Please start any new threads on our new site at https://forums.sqlteam.com. We've got lots of great SQL Server experts to answer whatever question you can come up with.

 All Forums
 General SQL Server Forums
 New to SQL Server Administration
 Bulk delete and Transaction log

Author  Topic 

hari_sql
Starting Member

22 Posts

Posted - 2010-03-09 : 02:18:36
Hi all,

I need expert advice on the after effects of deleting huge amounts of data from differetn tables in a database:

Would the delete operation introduce any table locks (hope it won’t)?
Will the delete operation affect the indexing in the tables?
Will the delete operation adversely affect the mirror database?
Will the delete operation adversely affect Log Shipping?
Will there be huge transaction logs created based on the deletion process?

Thanks & Regards,
Hari.

Lumbago
Norsk Yak Master

3271 Posts

Posted - 2010-03-09 : 05:15:05
1) yes
2) yes
3) yes
4) yes
5) yes

How big is your database and how much data are you planning to delete? Are you deleting from one table only or many different tables? There are numerous different strategies for deleting a lot of data but we need to know a little bit more to be able to give you more qualified advice.

- Lumbago
If the facts don't fit the theory, change the facts. Albert Einstein
Go to Top of Page

Kristen
Test

22859 Posts

Posted - 2010-03-09 : 05:27:41
See also http://www.sqlteam.com/forums/topic.asp?TOPIC_ID=141065#553313
Go to Top of Page

hari_sql
Starting Member

22 Posts

Posted - 2010-03-09 : 06:21:23
Hi Lumbago,

Thank you very much for the quick response.
The DB size is around 32 GB now and data to be deleted is spread across multiple tables in the database. Hoping for a strategy as follows:

-- Check for condition

WHILE EXISTS ( SELECT * FROM dbo.Routes

WHERE PeriodStart < (SELECT DATEDIFF(ss, '1970-01-01 00:00:00', '2010-01-01 00:00:00.000'))

)

BEGIN

-- Set a row count value to represent a chunk of data (in our case it can be say 10000)

SET ROWCOUNT 10000

-- Actual delete operation

DELETE FROM dbo. Routes

WHERE PeriodStart < (SELECT DATEDIFF(ss, '1970-01-01 00:00:00', '2010-01-01 00:00:00.000'))

SET ROWCOUNT 0

-- Wait 2 seconds between each delete, to reduce the constant impact, ie. to spread it over a much longer time (optional)

WAITFOR DELAY '0:00:02'

END

Any better idea or expert opinion always welcome!

Thanks & Regards,
Hari.
Go to Top of Page

Kristen
Test

22859 Posts

Posted - 2010-03-09 : 07:16:50
Stick the

(SELECT DATEDIFF(ss, '1970-01-01 00:00:00', '2010-01-01 00:00:00.000'))

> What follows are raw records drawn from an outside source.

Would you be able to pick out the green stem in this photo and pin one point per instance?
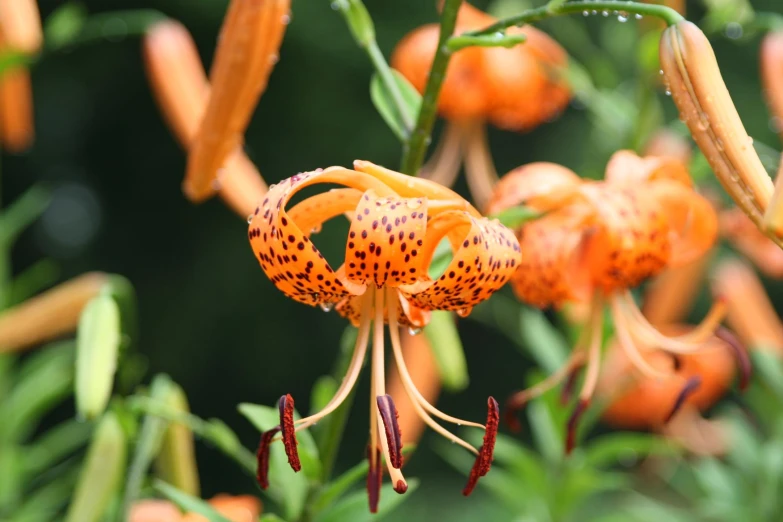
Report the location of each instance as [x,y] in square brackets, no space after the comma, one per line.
[387,77]
[416,145]
[667,14]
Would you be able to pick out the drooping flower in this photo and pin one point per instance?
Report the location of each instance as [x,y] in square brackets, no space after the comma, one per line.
[672,402]
[20,31]
[247,51]
[397,222]
[514,89]
[598,240]
[181,88]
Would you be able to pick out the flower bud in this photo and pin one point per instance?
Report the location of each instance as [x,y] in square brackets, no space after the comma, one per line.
[47,316]
[700,94]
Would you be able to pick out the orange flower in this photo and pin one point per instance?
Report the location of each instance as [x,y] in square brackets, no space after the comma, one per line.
[515,89]
[772,75]
[243,508]
[750,312]
[246,53]
[598,240]
[686,384]
[20,31]
[182,91]
[397,222]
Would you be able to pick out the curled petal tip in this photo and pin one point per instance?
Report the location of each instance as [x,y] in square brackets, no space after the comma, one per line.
[288,431]
[689,389]
[484,458]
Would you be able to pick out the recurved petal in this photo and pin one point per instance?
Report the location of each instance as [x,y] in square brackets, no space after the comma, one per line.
[383,242]
[246,53]
[486,254]
[539,185]
[285,252]
[631,239]
[549,270]
[625,167]
[693,222]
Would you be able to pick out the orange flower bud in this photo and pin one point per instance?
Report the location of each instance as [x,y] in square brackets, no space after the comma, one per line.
[182,91]
[701,96]
[246,53]
[53,313]
[750,312]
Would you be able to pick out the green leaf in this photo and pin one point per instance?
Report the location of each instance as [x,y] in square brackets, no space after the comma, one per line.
[22,213]
[54,445]
[64,24]
[447,349]
[287,488]
[45,380]
[354,507]
[97,346]
[102,473]
[515,216]
[384,102]
[187,502]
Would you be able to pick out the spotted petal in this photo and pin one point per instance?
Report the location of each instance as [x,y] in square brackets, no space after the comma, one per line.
[285,252]
[486,254]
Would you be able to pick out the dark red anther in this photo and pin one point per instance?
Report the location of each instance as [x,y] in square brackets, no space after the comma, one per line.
[374,479]
[391,426]
[287,430]
[740,354]
[573,424]
[262,456]
[689,389]
[484,459]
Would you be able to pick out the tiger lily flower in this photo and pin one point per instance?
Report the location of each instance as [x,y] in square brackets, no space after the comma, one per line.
[396,223]
[20,31]
[514,89]
[247,51]
[750,311]
[598,240]
[672,405]
[180,86]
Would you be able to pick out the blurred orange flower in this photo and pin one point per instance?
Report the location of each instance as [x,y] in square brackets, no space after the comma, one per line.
[514,89]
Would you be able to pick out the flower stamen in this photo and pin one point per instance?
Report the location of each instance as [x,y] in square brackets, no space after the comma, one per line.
[286,407]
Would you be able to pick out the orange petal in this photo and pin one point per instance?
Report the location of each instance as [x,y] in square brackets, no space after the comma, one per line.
[487,256]
[440,198]
[384,240]
[549,271]
[247,51]
[20,25]
[538,185]
[626,167]
[772,75]
[693,223]
[631,239]
[181,89]
[16,110]
[285,252]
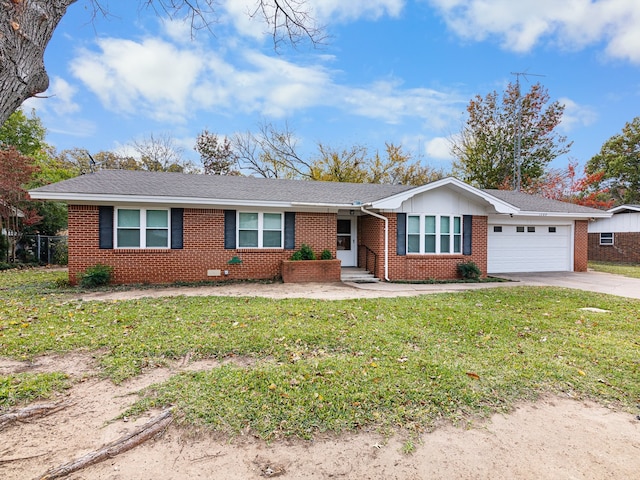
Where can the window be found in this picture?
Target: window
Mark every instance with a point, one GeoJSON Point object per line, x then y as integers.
{"type": "Point", "coordinates": [142, 228]}
{"type": "Point", "coordinates": [434, 234]}
{"type": "Point", "coordinates": [259, 230]}
{"type": "Point", "coordinates": [606, 239]}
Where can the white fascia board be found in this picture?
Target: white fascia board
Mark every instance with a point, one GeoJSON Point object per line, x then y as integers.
{"type": "Point", "coordinates": [622, 208]}
{"type": "Point", "coordinates": [139, 199]}
{"type": "Point", "coordinates": [336, 206]}
{"type": "Point", "coordinates": [394, 202]}
{"type": "Point", "coordinates": [564, 215]}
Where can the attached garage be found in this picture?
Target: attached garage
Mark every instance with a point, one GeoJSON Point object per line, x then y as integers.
{"type": "Point", "coordinates": [529, 247]}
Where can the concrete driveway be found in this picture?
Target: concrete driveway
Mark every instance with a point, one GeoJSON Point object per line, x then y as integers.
{"type": "Point", "coordinates": [589, 281]}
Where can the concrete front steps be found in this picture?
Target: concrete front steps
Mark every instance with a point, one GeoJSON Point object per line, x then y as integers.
{"type": "Point", "coordinates": [357, 275]}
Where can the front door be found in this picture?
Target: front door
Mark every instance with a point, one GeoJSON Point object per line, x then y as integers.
{"type": "Point", "coordinates": [346, 247]}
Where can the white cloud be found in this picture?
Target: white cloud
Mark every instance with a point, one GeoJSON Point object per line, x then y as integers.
{"type": "Point", "coordinates": [250, 21]}
{"type": "Point", "coordinates": [576, 115]}
{"type": "Point", "coordinates": [572, 24]}
{"type": "Point", "coordinates": [387, 101]}
{"type": "Point", "coordinates": [439, 148]}
{"type": "Point", "coordinates": [128, 76]}
{"type": "Point", "coordinates": [330, 10]}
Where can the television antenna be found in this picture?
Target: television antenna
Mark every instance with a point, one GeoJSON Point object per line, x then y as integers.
{"type": "Point", "coordinates": [517, 150]}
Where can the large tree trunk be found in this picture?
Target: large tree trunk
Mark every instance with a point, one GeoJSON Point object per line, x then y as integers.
{"type": "Point", "coordinates": [26, 26]}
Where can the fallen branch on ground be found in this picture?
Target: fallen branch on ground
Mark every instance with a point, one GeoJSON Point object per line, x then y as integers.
{"type": "Point", "coordinates": [30, 412]}
{"type": "Point", "coordinates": [123, 444]}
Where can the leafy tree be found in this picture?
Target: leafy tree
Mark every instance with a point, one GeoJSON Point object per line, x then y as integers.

in a variable, and use that.

Don't do SET ROWCOUNT nnnn ... see the link I posted. You are forcing the whole query to be repeated multiple times, which will usually be slower.
Go to Top of Page

hari_sql
Starting Member

22 Posts

Posted - 2010-03-09 : 07:42:50
Hi Kristen,

Unfortunately, I cannot stick to your idea of:
Copy rows-to-keep to new, temporary table
Drop original table
Rename temporary table to original table's name

because there are applications reading the tables where data needs to be deleted and ofcourse data is also being written into these table constantly.

And by:
Stick the
(SELECT DATEDIFF(ss, '1970-01-01 00:00:00', '2010-01-01 00:00:00.000'))
in a variable, and use that.

do you mean to include the subquery in a variable? Whats the advantage of doing so?

Thanks & Regards,
Hari.
Go to Top of Page

Kristen
Test

22859 Posts

Posted - 2010-03-09 : 08:26:46
You can use the copy-to-table approach, as the table will be locked. But that may still not make it acceptable of course.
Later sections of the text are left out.